I switched off here. Wasn't interested in these people enough to watch the third act. Astonished that somebody even bothered to write this.
I understand that some people find the whole voyeurism thing fascinating. Look, they've got kids, and we've got kids. They're just like us. Wow, kids really do say things like that. It is soooooo true. Huh, I've been in a relationship, and I know just what that feels like. Youngsters now are all on Facebook, aren't they? They certainly are! And they use Skype instead of calling. Oh, how the world has moved on, hasn't it? Soooo true!
Some people love that stuff. Reality TV is huge. This film is fictional reality TV. Personally, I'm not interested in the mundane. I don't feel the need to observe characters who don't inspire me. If there's a story there, then fine, I can put up with a certain amount of dullards twittering. But there's only so far my patience will stretch.
I am aware that there is a family called the Kardashians, who people watch constantly. I've never felt the need to observe them. I don't understand why so many people do. If you understand why, then you'll probably enjoy this film. Also, if you think "story" is something rather coarse and great art bucks the trend by simply observing everyday life, then you'll probably appreciate this film. As long as you're happy.

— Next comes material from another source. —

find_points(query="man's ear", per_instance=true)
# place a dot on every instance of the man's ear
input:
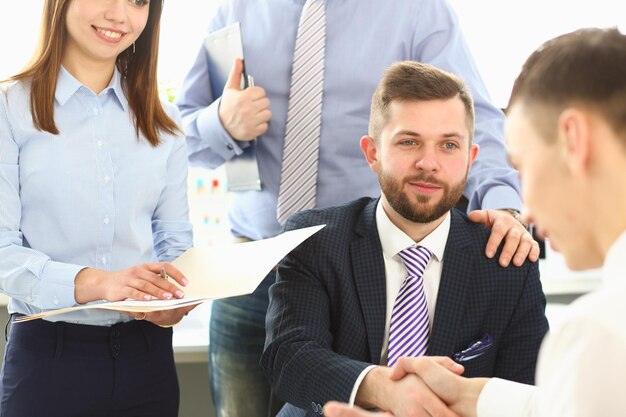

I love Woody Allen's films because of the brilliant writing, the sparkling dialogue, the wit. Midnight in Paris was a joy. This film feels like someone was trying to copy Woody Allen, but missed the mark entirely. We only have so much time on this planet. If I'm going to spend a couple of hours observing something, I'd choose the Sistine Chapel rather than the back wall of my neighbour's bungalow, even though both are undeniably real.